Night photography can help you to capture some of the beautiful scenes that captivate us all. The night tends to mix lots of colors, lights, and darkness into a peaceful and awe inspiring serenity that you can’t help but photograph. Many people just getting into photography will want to get much better pictures. While upgrading your camera can surely do it, there is still more that you can do to get even better images.
Bring a Fast Lens
Fast Lenses are also known as wide aperture lenses. For starters, know that the lower the number, (f/1.8) the faster the aperture. The higher the number (f/5.6) the slower the aperture. So why do apertures matter? Faster aperture lenses allow more light to hit your camera’s sensor and therefore also let your camera shoot at a faster shutter speed. That speed ensures that your photos are blur free in case you may move the camera slightly; that is also called camera shake.
Walk into any major camera retailer and you’ll also hear people say, “I want to get a camera where the person will be sharp and I’ll get a blurry background.” The blurry background effect is affectionately called, “Bokeh.” Colloquially, this referred to the quality of the look to the blur, but it means blur in a more mainstream sense these days. If you want the night to fade into a beautiful hazy blur, then fast lenses shot wide open (at f/1.8 or a little bit slower to f/2 or f/2.8) may deliver the look that you want.
Raise Your ISO or Bring a Tripod/Image Stabilized Lens
Don’t have a fast lens? You’re in luck because many cameras have excellent high ISO results. In English, what this means is just how sensitive your camera’s sensor is to light. The general rule is:
- The lower the ISO settings, the slower your shutter speed/the wider your aperture, the less grainy your images will be.

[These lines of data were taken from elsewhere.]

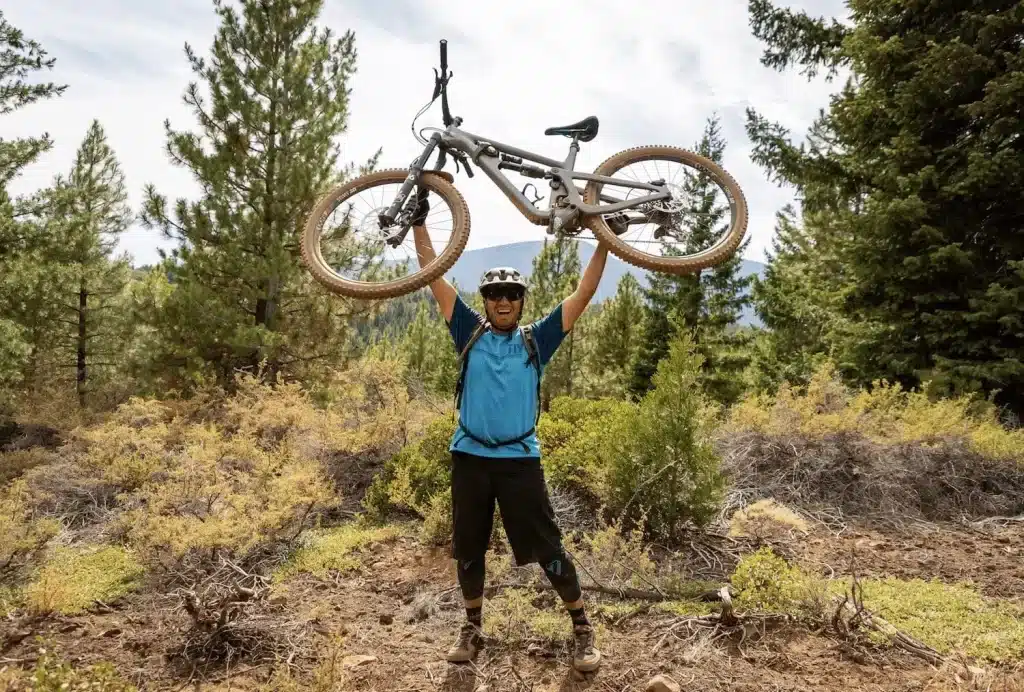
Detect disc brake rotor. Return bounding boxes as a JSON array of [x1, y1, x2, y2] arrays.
[[650, 182, 686, 214], [356, 207, 401, 241]]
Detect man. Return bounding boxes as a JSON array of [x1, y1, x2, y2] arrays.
[[413, 189, 608, 672]]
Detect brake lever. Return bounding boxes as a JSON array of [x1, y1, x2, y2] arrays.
[[453, 154, 473, 178]]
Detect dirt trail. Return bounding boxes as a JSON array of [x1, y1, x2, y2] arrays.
[[6, 527, 1024, 692]]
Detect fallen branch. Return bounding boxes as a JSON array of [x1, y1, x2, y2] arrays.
[[831, 554, 946, 665], [481, 581, 728, 603], [837, 599, 946, 665]]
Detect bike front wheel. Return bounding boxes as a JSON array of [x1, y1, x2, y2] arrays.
[[302, 170, 469, 300], [584, 146, 746, 274]]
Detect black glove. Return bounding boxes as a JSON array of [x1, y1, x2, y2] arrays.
[[412, 185, 430, 226]]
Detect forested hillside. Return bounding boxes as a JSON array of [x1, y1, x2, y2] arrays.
[[0, 0, 1024, 691]]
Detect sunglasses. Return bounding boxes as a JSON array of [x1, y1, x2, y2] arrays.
[[480, 286, 523, 303]]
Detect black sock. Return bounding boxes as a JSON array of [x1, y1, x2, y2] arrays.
[[568, 606, 590, 628]]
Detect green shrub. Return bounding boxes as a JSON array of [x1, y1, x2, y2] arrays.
[[538, 397, 636, 498], [731, 547, 810, 613], [0, 647, 137, 692], [362, 416, 456, 520], [834, 577, 1024, 662], [596, 331, 724, 535], [420, 488, 454, 546]]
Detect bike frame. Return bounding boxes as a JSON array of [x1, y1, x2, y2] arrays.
[[382, 122, 671, 231]]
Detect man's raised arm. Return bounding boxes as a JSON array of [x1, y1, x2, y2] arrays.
[[562, 243, 608, 333], [413, 225, 458, 322]]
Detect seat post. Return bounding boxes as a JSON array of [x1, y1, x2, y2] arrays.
[[565, 134, 580, 171]]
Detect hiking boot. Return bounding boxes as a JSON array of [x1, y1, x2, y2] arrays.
[[447, 622, 483, 663], [572, 625, 601, 673]]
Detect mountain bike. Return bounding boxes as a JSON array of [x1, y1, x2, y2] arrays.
[[301, 40, 746, 299]]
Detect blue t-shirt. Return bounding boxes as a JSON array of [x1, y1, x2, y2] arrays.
[[449, 296, 565, 459]]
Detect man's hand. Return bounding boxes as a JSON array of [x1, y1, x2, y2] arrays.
[[413, 187, 458, 321]]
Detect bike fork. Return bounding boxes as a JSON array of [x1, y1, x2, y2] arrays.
[[378, 132, 441, 247]]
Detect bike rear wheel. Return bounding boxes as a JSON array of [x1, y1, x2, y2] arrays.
[[584, 146, 746, 274], [302, 170, 469, 300]]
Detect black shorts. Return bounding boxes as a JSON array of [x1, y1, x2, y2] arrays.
[[452, 451, 562, 567]]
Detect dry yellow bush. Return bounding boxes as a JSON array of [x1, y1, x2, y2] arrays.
[[729, 498, 809, 539], [0, 478, 60, 574], [123, 425, 336, 558], [24, 546, 145, 614], [728, 363, 1024, 460]]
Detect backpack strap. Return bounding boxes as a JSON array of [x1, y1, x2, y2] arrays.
[[521, 325, 541, 432], [455, 321, 490, 412], [455, 321, 541, 451]]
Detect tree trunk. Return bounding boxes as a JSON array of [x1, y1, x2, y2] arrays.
[[75, 284, 89, 407]]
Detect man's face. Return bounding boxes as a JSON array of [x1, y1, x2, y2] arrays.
[[482, 285, 523, 331]]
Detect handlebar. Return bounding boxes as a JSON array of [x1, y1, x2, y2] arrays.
[[434, 39, 452, 127]]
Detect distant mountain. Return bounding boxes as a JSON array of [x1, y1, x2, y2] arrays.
[[446, 241, 765, 326]]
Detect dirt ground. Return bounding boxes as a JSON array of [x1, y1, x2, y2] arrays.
[[0, 522, 1024, 692]]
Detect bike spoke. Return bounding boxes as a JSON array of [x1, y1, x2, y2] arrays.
[[321, 183, 455, 282], [599, 159, 730, 257]]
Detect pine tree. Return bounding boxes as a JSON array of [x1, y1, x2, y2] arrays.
[[630, 116, 751, 403], [753, 205, 838, 391], [0, 10, 67, 391], [748, 0, 1024, 412], [142, 0, 372, 381], [49, 121, 133, 406], [525, 237, 581, 410], [590, 273, 643, 394]]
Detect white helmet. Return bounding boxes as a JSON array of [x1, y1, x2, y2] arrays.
[[477, 267, 527, 292]]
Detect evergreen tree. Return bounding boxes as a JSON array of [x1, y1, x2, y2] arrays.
[[748, 0, 1024, 412], [585, 273, 643, 394], [753, 205, 838, 391], [49, 121, 132, 405], [524, 237, 581, 410], [142, 0, 372, 388], [629, 116, 751, 403], [0, 10, 67, 391]]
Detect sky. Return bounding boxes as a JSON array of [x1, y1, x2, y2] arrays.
[[2, 0, 846, 265]]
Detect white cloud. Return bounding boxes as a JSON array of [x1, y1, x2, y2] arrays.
[[3, 0, 844, 264]]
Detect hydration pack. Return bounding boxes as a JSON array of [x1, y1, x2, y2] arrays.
[[455, 321, 541, 451]]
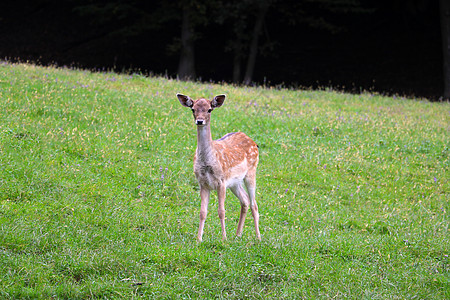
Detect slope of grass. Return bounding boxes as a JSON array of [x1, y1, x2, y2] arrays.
[[0, 63, 450, 299]]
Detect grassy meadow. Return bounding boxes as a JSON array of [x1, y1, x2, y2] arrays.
[[0, 62, 450, 299]]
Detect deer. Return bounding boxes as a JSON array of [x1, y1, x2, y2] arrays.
[[177, 93, 261, 243]]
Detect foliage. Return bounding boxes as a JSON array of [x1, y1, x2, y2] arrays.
[[0, 63, 450, 299]]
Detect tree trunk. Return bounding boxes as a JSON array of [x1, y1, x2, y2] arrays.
[[233, 49, 242, 83], [244, 1, 270, 85], [439, 0, 450, 99], [178, 5, 195, 80]]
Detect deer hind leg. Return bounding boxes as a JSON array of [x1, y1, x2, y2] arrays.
[[244, 170, 261, 240], [230, 184, 250, 236], [217, 184, 227, 241], [197, 187, 211, 242]]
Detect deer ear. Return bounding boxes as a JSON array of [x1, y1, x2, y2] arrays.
[[177, 94, 194, 108], [211, 95, 225, 108]]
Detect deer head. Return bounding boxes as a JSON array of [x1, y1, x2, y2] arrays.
[[177, 94, 225, 126]]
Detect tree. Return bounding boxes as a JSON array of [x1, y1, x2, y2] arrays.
[[244, 0, 271, 85], [178, 2, 195, 80], [439, 0, 450, 99]]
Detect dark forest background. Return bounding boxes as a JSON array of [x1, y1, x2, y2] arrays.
[[0, 0, 446, 100]]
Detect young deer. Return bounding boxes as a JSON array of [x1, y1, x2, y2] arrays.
[[177, 94, 261, 242]]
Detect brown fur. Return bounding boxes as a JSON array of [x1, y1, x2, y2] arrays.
[[177, 94, 261, 242]]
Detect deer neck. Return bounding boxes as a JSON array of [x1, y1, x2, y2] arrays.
[[197, 124, 215, 162]]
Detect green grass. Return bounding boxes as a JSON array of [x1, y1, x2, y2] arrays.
[[0, 62, 450, 299]]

- The higher the ISO settings, the faster your shutter speed/the narrower your aperture, the more grainy your images will be.
In order to take better images in the low light situations that the night presents, you’ll need to raise your ISO. But if you don’t want, “image noise” in your photos, then you can try another alternative.

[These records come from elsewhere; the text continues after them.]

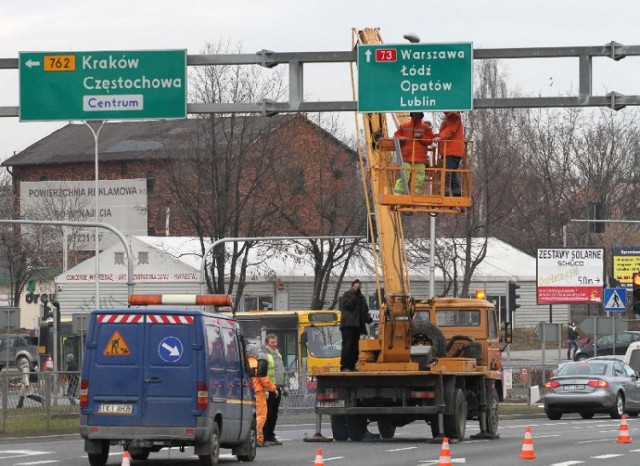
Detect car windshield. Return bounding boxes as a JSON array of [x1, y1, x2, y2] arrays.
[[556, 361, 611, 376]]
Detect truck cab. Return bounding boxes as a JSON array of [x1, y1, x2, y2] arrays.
[[412, 298, 502, 371]]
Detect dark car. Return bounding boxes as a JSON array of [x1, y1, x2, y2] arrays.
[[544, 356, 640, 420], [573, 332, 640, 361]]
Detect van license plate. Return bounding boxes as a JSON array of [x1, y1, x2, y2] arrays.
[[318, 400, 344, 408], [98, 404, 133, 414]]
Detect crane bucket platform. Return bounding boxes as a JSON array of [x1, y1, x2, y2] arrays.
[[371, 138, 473, 214]]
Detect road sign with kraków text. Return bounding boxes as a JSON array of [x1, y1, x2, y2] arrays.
[[19, 50, 187, 121], [358, 43, 473, 112]]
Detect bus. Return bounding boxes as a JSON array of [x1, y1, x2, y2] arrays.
[[228, 310, 342, 372]]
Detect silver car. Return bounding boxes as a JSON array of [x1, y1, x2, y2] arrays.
[[544, 356, 640, 420]]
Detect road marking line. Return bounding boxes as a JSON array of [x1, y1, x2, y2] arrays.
[[0, 450, 51, 460], [576, 438, 612, 444], [14, 460, 60, 466], [418, 458, 467, 465]]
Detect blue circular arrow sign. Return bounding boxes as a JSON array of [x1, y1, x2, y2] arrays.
[[158, 337, 184, 362]]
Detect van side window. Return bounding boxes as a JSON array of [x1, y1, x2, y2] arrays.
[[207, 325, 224, 369], [222, 327, 240, 372]]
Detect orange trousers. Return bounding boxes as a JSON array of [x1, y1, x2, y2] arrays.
[[256, 391, 267, 442]]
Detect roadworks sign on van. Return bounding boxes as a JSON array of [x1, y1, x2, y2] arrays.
[[80, 295, 256, 466]]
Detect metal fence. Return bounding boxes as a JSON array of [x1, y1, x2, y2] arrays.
[[0, 371, 80, 431]]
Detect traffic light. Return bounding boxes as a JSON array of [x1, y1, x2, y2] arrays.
[[587, 202, 607, 233], [507, 281, 520, 312], [41, 301, 53, 320], [631, 272, 640, 316]]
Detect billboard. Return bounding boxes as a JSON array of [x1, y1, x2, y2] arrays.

Some lenses or cameras have what is called Image Stabilization. It is called different things such as Vibration Compensation, Optical Stabilization, etc. These lenses and cameras will let you shoot handheld at a slower shutter speed. But sometimes even that isn’t enough.

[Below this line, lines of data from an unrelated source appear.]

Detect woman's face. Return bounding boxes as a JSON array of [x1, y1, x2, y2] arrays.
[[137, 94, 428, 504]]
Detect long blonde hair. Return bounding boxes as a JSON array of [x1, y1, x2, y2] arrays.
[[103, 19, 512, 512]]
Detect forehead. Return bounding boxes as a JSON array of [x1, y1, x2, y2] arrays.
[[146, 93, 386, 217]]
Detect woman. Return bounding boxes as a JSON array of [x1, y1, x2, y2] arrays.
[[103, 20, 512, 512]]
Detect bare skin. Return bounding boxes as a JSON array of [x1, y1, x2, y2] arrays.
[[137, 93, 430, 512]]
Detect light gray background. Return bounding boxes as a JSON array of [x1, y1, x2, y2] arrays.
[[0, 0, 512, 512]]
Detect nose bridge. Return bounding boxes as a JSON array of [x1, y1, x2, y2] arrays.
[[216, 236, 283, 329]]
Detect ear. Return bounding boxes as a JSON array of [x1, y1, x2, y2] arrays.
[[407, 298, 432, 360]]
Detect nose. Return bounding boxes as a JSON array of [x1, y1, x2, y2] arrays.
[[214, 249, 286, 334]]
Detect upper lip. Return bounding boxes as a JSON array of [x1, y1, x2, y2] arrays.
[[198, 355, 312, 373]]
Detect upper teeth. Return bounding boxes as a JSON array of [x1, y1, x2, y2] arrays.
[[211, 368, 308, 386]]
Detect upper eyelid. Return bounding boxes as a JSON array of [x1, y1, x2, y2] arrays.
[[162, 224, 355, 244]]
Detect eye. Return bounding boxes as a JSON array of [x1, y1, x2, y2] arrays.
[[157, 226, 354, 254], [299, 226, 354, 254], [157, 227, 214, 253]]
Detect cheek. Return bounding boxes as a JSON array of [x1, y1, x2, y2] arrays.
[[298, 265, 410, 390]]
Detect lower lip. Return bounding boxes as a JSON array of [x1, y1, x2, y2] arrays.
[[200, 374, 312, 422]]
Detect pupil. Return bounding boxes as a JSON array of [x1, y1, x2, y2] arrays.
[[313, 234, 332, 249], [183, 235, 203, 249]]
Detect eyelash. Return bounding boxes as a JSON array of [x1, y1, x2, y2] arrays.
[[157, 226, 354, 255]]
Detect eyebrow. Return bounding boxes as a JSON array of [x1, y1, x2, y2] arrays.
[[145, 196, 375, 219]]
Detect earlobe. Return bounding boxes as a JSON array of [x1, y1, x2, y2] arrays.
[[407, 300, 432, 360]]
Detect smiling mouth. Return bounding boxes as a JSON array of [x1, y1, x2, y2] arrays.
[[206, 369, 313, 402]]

This is where you would spring for a tripod and a nice, stable surface. Using a tripod, you can stabilize your camera and shoot at a lower ISO setting with a longer shutter speed. This is how people get motion blur effects of cars moving down city streets or water looking super smooth.
Shoot Wider Angles to Prevent Camera Shake
When taking photos, you should take note of the reciprocal rule of shutter speeds. What this basically means is that your slowest shutter speed should be the reciprocal of your focal length or equivalent view. So that means if you’re shooting with a 50mm f1.8 on a Canon 7D, then you’ll need to consider the fact that the sensor has a 1.6x crop factor due to the APS-C sensor. That means 50 x 1.6 = 80mm. You should be shooting at 1/80th at a minimum in order to gain steadier photos.
When you shoot with wider angles, that minimum shutter speed goes down. Shooting with a 24mm f1.4 L on a Canon 5D Mk III? Well your minimum shutter speed should be 1/25th. That means you can once again lower your ISO settings to get images with less grain.
Bring the Camera In Closer To Your Body
For even more stabilization when shooting handheld, the best way to shoot is to bring the camera in closer to your body. As a couple of quick reminders:
- Tuck in your elbows
- Use the viewfinder or flip the LCD screen up so you can look down at it. This way your images can be much more stable when shooting that beautiful night sky scene.
- Try to control your breathing. Some people say shoot at the top of your breath while others stay shoot at the bottom of it. Personally, we like to slightly hold our breath and then release the shutter at the top.
- Make sure you are comfortable and your body feels natural when you are shooting.
If you’re shooting at night during the winter, chances are that you’ll be shivering when you go to take a photo. Here’s an analogy to think about for stabilizing your camera: imagine that you’re holding a television and about to carry it up a flight of stairs. Which would be easier:
- Holding the television outstretched from your body and moving up the stairs (similar to holding a camera outstretched with your arms)
- Holding the television in closer to your body for extra stability while moving up the stairs (similar to holding a camera in closer to your body.)
The same concept applies, and so you can surely get better images with your camera in closer to your body.
Switch to Manual Focus to Prevent Autofocus Hunting (And Save Battery Life)
Don’t want your battery life to die? Well, your camera may not be the best to focus in low light. If you keep telling it to try to focus, then refocus, then refocus, then refocus, you’ll just end up draining battery life and therefore hating your new camera. Switch the focusing to manual and once you have the subject that you want in focus, fire off the photo. Many modern viewfinders are bright and detailed enough to make this simpler for you.
Keep these tips in mind when you’re photographing the night scenes and you’ll have even better images to show off on Flickr, 500PX and more.